Por que ter uma filosofia não materialista?

Pelo “sentido”. Pelo próprio sentido de se ter uma filosofia, o que do contrário a filosofia correria o risco de ser vã e de não fazer sentido. Porque nenhum sentido é desprovido de relação, mas todo sentido se dá nas ou entre as relações, em relação a alguma coisa. Um domínio daquilo que se faz, daquilo que transita, daquilo que transcende, movimenta, muda ou muta.

Na prática, uma filosofia que se estabelecesse ou se findasse na materialidade não seria mais do que procedimento formal de rotina.
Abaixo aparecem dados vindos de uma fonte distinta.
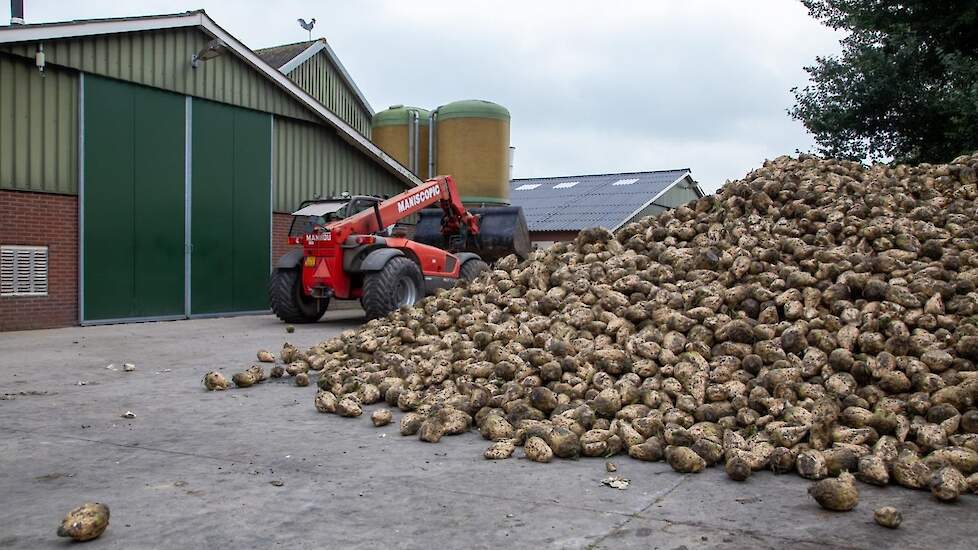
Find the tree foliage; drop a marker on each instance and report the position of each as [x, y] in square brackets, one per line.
[905, 86]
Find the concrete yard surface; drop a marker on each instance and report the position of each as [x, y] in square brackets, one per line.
[260, 468]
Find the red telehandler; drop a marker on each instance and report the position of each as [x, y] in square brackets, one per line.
[351, 250]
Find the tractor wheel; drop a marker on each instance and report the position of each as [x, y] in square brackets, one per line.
[288, 300]
[472, 269]
[398, 284]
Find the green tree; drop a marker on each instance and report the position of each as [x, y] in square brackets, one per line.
[905, 86]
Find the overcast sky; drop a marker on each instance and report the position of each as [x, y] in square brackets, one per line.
[593, 87]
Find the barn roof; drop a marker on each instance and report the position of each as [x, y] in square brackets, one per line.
[598, 200]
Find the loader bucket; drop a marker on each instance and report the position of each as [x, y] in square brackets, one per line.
[502, 231]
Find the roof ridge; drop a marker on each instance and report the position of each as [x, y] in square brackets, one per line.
[608, 174]
[314, 40]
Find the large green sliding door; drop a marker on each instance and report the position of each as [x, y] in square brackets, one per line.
[230, 208]
[132, 201]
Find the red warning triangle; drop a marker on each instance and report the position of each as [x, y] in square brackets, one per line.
[322, 272]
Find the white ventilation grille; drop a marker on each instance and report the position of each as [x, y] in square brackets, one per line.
[527, 187]
[23, 270]
[626, 182]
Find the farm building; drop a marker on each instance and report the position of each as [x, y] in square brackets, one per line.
[148, 165]
[557, 208]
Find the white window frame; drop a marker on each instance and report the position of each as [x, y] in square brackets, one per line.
[32, 270]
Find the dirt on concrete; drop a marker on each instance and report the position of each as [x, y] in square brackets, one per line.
[260, 468]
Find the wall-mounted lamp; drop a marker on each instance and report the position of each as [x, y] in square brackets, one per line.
[213, 49]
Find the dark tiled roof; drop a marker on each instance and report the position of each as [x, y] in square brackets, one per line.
[276, 56]
[578, 202]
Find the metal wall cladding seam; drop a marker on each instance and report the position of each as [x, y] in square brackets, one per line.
[312, 161]
[320, 79]
[162, 59]
[38, 127]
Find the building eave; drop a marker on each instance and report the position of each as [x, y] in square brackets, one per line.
[84, 28]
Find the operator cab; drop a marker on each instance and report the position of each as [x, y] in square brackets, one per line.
[313, 216]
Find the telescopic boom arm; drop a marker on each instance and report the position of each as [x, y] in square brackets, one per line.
[441, 190]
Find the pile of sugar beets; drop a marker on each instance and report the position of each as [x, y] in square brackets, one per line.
[817, 317]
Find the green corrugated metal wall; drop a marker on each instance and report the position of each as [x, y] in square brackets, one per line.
[161, 59]
[230, 213]
[38, 127]
[311, 160]
[39, 151]
[320, 79]
[133, 203]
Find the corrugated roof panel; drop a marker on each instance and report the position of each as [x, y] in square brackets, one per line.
[627, 181]
[579, 202]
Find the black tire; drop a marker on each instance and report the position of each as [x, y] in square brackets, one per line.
[391, 287]
[472, 269]
[288, 301]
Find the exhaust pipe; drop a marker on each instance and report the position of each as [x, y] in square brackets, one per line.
[432, 122]
[16, 12]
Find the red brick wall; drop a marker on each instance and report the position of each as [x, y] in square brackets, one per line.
[39, 219]
[280, 235]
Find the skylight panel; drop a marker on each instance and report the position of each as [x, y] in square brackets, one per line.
[628, 181]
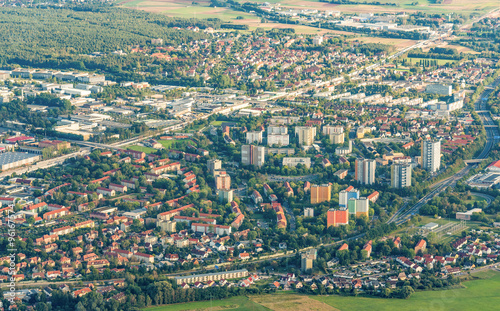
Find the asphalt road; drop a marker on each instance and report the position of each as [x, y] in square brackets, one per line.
[492, 136]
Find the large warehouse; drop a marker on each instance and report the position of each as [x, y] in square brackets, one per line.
[11, 160]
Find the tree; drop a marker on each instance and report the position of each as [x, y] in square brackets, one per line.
[406, 292]
[80, 307]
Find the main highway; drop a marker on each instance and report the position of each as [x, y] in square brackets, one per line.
[492, 136]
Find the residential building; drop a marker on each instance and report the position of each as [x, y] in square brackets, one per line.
[293, 162]
[306, 262]
[226, 195]
[253, 155]
[331, 129]
[400, 175]
[337, 217]
[222, 181]
[254, 137]
[320, 193]
[305, 134]
[359, 207]
[233, 274]
[439, 89]
[308, 212]
[214, 165]
[278, 139]
[365, 171]
[421, 246]
[467, 215]
[277, 130]
[431, 155]
[337, 138]
[346, 195]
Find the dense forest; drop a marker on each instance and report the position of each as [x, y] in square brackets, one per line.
[57, 38]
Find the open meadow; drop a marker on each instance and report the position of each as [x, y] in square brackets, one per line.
[479, 294]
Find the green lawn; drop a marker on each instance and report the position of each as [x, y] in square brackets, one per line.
[476, 295]
[474, 199]
[168, 143]
[241, 303]
[217, 123]
[440, 62]
[480, 294]
[141, 148]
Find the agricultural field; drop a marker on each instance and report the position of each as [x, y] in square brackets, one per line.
[202, 9]
[440, 62]
[397, 43]
[478, 294]
[448, 6]
[240, 303]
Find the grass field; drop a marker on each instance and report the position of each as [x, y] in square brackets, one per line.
[240, 303]
[168, 143]
[397, 43]
[440, 62]
[475, 295]
[480, 294]
[141, 148]
[216, 123]
[474, 199]
[458, 6]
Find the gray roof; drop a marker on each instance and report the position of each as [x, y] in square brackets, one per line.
[10, 157]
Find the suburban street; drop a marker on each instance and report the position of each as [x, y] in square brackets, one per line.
[492, 136]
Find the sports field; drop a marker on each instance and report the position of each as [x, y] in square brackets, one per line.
[481, 294]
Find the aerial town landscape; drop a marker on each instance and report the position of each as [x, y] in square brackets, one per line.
[230, 155]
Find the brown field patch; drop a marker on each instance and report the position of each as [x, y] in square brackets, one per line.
[291, 302]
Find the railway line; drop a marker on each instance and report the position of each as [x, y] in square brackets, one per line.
[492, 137]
E a ciência não excederia o interesse comercial, submetendo a ética e interesse humanos às políticas e interesses das companhias e instituições (e qualquer semelhança à ciência atual não é mera coincidência).
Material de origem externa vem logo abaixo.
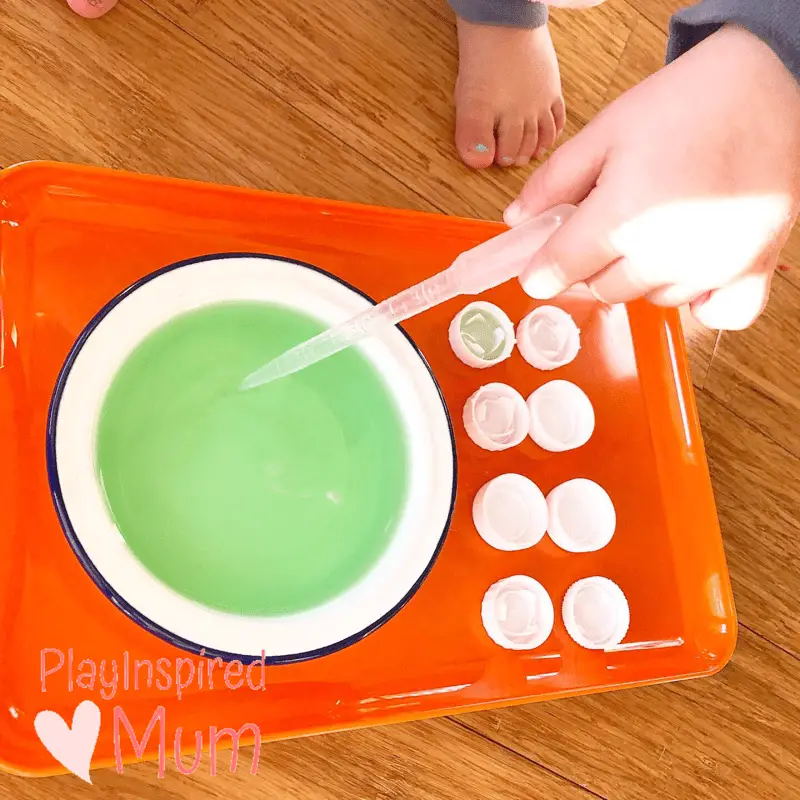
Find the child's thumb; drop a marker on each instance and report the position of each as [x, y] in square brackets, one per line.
[566, 177]
[578, 250]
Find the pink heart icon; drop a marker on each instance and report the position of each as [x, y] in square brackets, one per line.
[71, 747]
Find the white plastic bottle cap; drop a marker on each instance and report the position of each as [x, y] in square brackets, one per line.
[596, 613]
[562, 417]
[582, 518]
[548, 338]
[496, 417]
[518, 613]
[481, 334]
[510, 512]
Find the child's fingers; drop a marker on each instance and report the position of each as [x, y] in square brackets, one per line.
[736, 306]
[577, 251]
[566, 177]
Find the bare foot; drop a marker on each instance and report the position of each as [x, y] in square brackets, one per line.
[509, 106]
[91, 9]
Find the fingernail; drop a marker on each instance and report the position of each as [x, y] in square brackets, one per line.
[542, 282]
[514, 214]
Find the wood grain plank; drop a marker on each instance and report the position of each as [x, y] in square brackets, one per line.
[731, 736]
[383, 82]
[658, 12]
[416, 761]
[755, 371]
[644, 55]
[133, 91]
[758, 503]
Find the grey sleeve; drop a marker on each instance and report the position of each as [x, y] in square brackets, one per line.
[511, 13]
[776, 22]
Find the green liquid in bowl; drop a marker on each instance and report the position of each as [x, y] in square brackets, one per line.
[264, 502]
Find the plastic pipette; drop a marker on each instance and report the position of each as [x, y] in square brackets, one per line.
[486, 266]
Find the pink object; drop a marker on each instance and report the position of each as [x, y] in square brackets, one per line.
[72, 747]
[91, 9]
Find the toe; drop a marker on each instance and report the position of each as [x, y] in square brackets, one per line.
[530, 139]
[475, 134]
[509, 139]
[547, 133]
[91, 9]
[559, 111]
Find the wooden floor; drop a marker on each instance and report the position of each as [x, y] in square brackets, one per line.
[351, 99]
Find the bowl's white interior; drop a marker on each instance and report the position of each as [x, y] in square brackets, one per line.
[429, 443]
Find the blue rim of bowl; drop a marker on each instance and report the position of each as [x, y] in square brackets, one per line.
[131, 612]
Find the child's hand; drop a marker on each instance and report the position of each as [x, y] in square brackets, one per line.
[688, 186]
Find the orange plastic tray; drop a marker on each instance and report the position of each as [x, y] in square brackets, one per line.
[71, 238]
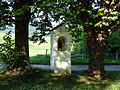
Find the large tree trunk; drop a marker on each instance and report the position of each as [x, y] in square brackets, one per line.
[96, 45]
[21, 31]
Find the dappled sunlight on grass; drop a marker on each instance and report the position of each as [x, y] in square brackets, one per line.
[45, 79]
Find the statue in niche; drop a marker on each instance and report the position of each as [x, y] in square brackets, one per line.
[61, 44]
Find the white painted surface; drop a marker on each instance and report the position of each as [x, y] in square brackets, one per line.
[60, 60]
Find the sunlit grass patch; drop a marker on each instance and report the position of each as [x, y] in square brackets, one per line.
[37, 79]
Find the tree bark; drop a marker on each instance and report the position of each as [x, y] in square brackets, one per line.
[21, 32]
[96, 45]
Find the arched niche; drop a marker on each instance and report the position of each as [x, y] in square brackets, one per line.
[62, 44]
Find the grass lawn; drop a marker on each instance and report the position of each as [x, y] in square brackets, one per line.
[41, 59]
[37, 53]
[37, 79]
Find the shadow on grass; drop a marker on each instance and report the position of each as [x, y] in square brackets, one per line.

A filosofia está ligada, inclusive por definição, à sabedoria, à vida que compense ser vivida por e para todos, ao modo do bom viver, ao modo de pensar pela boa vontade e experiência de bem viver bem convivendo. Como amor à sabedoria está ligado à própria espécie homo “sapiens”. Homem que é sábio. Que questiona e, assim, busca “sentido” para as coisas que se dão.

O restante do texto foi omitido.